I’m really appalled by a stupid article in today’s New York Post about Oscar voters being old and out of touch. It’s quite the contrary. The Post writer–surprise–had an agenda and went for it. But she obviously knows nothing about the Motion Picture Academy. This is not the Hollywood Foreign Press.
This past December I made two trips to Los Angeles. Each time I went to small receptions, cocktail parties, and screenings for various Oscar-buzzed movies. It is the time of the year when older Academy members whom you don’t ordinarily get to meet– they’re retired, or not going to nightclubs with Lindsay Lohan–get to come and learn what’s happening this year with the Oscars.
These people invariably surprise me. They are sharp, bright, with it. They know all the movies, who’s in what, what every actor and director has done in the past. They can be charming, irascible, curmudgeonly, and supportive. You sit down at a table of white or gray haired folks and they start telling you what they did: danced in MGM musicals, always played the neighbor in Doris Day films, etc. They’ve seen everything, and they have a high standard. The highest.

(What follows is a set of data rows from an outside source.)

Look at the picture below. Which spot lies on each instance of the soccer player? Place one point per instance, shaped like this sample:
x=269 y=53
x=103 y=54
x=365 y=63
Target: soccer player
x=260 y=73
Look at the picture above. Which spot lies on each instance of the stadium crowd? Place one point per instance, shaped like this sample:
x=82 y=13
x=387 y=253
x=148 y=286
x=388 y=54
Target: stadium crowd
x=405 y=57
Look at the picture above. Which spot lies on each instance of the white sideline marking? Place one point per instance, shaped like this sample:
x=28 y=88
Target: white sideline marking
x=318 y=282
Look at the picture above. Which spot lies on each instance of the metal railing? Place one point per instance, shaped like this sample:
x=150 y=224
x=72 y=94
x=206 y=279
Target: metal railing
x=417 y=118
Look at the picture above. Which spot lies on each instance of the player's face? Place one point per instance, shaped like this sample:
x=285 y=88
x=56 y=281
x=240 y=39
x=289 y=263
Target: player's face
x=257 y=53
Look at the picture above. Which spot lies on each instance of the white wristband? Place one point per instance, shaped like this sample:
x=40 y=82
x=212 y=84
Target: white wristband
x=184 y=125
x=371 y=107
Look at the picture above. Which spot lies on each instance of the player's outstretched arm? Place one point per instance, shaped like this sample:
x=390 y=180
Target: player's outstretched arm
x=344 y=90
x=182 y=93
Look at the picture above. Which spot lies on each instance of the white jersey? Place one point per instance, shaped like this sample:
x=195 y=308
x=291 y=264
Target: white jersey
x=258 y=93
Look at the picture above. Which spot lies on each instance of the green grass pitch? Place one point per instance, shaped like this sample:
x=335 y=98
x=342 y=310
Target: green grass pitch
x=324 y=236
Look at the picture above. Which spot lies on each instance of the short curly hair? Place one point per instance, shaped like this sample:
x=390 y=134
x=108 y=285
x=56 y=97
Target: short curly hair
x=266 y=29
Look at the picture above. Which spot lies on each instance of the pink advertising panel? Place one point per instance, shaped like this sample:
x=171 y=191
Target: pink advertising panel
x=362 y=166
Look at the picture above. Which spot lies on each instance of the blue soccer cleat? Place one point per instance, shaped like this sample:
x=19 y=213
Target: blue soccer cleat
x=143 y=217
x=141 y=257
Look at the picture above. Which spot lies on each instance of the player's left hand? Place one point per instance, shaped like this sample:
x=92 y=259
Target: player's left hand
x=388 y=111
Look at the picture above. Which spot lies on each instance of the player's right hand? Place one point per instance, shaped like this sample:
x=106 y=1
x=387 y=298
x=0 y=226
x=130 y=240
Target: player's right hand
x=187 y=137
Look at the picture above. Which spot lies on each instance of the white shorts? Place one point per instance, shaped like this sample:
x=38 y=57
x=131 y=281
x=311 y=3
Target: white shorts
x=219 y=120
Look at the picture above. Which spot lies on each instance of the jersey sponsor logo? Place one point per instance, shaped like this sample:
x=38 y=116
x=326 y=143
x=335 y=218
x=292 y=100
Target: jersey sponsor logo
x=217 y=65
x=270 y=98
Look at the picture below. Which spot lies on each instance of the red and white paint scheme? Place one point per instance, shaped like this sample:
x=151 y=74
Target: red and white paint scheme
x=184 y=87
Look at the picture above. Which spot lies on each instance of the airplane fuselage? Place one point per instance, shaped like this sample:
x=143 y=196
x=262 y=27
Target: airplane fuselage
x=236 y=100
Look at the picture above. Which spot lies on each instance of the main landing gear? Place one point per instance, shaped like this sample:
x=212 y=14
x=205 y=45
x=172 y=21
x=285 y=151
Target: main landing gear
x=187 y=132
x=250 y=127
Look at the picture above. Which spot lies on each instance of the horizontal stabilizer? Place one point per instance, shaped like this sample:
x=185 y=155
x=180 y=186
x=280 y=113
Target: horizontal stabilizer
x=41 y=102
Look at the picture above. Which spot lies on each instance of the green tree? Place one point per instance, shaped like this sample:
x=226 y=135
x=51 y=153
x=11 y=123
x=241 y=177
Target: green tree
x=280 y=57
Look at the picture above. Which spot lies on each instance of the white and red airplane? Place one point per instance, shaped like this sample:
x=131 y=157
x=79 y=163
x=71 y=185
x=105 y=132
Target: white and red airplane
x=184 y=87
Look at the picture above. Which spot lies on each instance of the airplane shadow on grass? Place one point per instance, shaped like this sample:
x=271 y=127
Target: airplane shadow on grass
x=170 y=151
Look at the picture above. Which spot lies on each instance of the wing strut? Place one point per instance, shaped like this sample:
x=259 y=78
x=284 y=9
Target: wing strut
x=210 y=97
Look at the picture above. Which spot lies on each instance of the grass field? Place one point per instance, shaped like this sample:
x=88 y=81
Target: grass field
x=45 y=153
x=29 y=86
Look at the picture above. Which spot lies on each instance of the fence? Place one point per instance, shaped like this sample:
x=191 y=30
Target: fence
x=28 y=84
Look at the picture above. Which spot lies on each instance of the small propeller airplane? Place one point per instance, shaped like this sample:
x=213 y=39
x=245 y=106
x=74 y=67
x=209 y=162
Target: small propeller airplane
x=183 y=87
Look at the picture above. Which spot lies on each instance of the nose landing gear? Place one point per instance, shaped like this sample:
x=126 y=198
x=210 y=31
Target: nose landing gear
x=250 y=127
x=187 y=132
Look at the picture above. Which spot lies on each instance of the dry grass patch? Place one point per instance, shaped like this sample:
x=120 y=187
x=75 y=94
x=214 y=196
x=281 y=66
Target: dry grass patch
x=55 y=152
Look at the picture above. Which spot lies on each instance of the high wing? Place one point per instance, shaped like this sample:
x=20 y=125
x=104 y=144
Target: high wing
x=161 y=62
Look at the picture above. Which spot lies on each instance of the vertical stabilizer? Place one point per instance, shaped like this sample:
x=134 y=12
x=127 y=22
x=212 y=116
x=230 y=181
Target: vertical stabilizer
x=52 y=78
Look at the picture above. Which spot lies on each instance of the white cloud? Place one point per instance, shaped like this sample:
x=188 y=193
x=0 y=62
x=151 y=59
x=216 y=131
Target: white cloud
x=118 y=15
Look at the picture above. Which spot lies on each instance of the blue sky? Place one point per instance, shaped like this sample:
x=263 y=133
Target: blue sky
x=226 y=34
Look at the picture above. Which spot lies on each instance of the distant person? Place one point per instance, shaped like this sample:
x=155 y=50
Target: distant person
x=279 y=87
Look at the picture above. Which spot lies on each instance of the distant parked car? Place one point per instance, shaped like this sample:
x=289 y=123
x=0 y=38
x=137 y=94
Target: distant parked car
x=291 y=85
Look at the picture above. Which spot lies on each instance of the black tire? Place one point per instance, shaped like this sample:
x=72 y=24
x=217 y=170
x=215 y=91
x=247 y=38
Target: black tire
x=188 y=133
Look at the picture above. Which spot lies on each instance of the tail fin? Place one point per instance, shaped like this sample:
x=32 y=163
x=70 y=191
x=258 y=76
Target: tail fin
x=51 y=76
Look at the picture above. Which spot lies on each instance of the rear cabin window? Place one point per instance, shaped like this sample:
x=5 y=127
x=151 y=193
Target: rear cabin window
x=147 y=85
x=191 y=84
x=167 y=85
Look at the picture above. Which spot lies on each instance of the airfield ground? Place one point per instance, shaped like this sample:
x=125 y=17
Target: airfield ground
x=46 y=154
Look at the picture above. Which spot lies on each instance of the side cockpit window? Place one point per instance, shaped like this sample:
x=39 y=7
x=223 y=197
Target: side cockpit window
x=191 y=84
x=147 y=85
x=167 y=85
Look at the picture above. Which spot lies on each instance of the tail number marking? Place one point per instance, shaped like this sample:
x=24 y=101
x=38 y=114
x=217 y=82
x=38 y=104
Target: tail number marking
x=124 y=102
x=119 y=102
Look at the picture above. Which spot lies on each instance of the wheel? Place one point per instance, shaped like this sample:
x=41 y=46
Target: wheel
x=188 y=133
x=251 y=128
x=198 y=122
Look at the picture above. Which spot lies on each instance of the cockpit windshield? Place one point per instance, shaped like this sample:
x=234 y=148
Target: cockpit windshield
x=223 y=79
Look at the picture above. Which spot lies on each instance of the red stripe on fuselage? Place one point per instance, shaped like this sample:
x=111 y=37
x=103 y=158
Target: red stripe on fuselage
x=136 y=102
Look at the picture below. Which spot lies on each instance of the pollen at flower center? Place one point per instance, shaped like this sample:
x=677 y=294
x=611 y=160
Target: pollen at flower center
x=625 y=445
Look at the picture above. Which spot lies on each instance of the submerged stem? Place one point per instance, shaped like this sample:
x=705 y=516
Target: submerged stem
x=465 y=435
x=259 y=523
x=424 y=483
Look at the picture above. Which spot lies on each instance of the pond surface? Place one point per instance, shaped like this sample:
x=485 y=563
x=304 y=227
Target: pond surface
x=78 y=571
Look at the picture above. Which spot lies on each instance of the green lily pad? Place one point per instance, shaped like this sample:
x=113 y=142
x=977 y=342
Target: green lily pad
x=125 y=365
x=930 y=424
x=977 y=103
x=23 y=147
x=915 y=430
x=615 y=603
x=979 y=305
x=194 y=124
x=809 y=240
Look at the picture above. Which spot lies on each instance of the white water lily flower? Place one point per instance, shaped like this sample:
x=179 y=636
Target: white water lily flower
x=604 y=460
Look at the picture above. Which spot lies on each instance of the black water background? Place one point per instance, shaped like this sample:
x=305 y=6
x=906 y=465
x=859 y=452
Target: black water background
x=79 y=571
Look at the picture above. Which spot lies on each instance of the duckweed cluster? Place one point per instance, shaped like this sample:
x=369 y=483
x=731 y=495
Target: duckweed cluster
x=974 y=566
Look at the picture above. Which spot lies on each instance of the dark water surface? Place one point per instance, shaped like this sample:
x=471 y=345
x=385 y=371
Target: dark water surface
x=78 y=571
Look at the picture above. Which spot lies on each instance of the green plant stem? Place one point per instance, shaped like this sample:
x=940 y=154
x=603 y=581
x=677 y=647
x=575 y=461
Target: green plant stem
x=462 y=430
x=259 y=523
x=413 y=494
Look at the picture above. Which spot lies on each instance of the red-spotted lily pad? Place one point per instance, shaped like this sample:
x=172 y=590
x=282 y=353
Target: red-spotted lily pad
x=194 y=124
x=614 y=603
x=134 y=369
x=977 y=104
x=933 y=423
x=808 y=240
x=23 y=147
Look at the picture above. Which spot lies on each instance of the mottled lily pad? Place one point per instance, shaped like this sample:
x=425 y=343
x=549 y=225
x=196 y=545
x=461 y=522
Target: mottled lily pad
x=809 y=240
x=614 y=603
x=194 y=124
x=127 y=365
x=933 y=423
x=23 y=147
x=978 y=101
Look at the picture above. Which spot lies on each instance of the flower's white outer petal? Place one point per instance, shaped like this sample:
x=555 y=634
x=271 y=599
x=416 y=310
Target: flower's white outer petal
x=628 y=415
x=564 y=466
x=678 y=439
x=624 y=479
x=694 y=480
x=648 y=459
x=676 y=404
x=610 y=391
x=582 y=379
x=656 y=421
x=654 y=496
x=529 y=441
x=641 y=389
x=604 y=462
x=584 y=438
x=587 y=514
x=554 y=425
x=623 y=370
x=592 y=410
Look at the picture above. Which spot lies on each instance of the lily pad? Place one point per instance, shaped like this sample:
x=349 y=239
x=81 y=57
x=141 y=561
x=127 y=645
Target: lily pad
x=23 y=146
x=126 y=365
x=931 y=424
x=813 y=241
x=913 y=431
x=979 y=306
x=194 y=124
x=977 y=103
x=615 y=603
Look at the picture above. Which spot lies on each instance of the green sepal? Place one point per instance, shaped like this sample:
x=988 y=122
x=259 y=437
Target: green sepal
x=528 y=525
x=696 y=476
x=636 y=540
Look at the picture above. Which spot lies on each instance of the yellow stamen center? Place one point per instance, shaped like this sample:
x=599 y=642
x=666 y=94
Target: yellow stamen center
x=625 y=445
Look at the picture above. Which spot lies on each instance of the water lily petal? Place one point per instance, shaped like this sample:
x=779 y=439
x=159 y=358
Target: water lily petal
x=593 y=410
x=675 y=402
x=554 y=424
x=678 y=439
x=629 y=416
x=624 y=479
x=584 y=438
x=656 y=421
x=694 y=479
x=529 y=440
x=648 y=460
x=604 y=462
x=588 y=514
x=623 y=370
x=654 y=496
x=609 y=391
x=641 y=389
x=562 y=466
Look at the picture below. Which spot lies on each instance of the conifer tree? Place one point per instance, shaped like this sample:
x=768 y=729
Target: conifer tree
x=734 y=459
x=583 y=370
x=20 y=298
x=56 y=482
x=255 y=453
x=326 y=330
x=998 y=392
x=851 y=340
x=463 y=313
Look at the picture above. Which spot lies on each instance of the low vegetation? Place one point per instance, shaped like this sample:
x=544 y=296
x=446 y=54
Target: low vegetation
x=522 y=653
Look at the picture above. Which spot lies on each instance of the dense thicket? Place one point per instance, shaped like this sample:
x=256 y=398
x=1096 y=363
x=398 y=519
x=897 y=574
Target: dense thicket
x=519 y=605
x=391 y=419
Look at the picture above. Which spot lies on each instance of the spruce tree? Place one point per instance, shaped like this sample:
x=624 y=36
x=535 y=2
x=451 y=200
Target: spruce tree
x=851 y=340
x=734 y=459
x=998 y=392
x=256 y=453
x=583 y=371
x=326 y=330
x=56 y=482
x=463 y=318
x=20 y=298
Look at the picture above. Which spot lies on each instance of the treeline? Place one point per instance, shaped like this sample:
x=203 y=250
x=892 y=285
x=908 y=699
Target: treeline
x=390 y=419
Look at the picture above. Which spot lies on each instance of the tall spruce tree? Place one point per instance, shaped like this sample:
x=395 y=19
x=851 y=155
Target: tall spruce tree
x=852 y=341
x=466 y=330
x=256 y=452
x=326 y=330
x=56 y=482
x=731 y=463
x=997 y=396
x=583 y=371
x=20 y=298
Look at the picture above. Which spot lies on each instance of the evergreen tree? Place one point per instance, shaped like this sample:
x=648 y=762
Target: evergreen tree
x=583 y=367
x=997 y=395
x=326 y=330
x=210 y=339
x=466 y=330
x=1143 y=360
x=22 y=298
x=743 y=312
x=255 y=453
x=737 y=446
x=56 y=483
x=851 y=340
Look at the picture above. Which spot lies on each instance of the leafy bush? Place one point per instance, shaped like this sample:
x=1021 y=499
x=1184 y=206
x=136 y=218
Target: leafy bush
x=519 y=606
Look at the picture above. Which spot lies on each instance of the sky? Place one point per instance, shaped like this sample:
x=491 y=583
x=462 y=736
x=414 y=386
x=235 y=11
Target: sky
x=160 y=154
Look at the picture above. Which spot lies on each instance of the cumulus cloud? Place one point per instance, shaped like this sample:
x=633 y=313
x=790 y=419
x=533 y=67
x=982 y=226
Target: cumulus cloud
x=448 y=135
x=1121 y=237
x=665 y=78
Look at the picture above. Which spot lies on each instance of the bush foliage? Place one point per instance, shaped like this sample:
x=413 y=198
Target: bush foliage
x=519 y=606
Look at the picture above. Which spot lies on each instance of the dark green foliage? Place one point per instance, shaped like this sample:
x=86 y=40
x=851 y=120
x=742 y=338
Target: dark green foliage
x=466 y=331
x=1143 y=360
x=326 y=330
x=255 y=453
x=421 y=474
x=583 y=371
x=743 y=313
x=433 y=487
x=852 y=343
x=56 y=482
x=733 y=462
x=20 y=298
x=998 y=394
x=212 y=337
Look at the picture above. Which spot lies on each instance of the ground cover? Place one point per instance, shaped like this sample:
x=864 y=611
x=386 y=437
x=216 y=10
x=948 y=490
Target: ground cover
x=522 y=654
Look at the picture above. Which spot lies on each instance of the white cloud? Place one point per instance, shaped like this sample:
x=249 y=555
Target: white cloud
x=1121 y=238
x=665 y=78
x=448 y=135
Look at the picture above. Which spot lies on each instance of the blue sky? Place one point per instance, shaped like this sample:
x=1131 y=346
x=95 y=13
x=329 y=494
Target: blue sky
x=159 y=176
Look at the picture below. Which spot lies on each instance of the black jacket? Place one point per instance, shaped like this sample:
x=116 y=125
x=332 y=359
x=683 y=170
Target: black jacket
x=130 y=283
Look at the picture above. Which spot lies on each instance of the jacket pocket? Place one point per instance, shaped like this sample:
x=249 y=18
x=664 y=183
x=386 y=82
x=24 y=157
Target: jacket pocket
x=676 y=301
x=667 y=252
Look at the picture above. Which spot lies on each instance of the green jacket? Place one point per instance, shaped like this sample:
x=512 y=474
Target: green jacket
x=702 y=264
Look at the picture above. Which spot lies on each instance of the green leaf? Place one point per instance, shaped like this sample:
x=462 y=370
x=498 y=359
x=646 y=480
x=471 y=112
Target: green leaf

So I wasn’t surprised a few weeks later, for example, when “Life of Pi” was nominated and so was Ang Lee. The people I’d interviewed in December had loved it. Adored it. What else had they liked? Jennifer Lawrence and”Silver Linings.” They were not so keen on “Les Miserables.” Ditto “Lincoln,” which I thought they’d go for in a big way. They liked the second half of it. Everyone said “Argo” then, and we weren’t listening.
Walter Bernstein was interviewed for the Post piece. I don’t think the writer knew who he was, only that he was the oldest member of the New York branch at 93. Walter, whom I admire greatly, was blacklisted in the 1950s– still a very sore subject. He was accused of being a Communist and had to use other people’s names to get his scripts produced. He was not a Communist. (And who cares if he was?) Aside from Walters’s thoughts on “Silver Linings,” I agree with him. But Walter’s perspective is definitely colored by what was done to him. The Blacklist remains Hollywood’s lowest moment in history.
As for “buying” Oscars: I think I received a candy bar or something for “Silver Linings.” Contrast that with the massive amount of merchandise accompanying “Lincoln”– books galore, a cookbook, and the CD came in an expensive white box with photo inlays. “Les Miz” also had a book that cost a fortune. There’s a rumor the soundtrack came on an iPod nano. (I wish they’d sent me that!) Luckily, no one sent grenades for “Zero Dark Thirty.”
But back to the age thing: don’t for a minute think the age of Oscar voters means they don’t know what’s going on. This “old” group just devoured the hippest movie of the year, “Beasts of the Southern Wild.” Everyone who saw it, dug it. I couldn’t believe it when they told me. So there.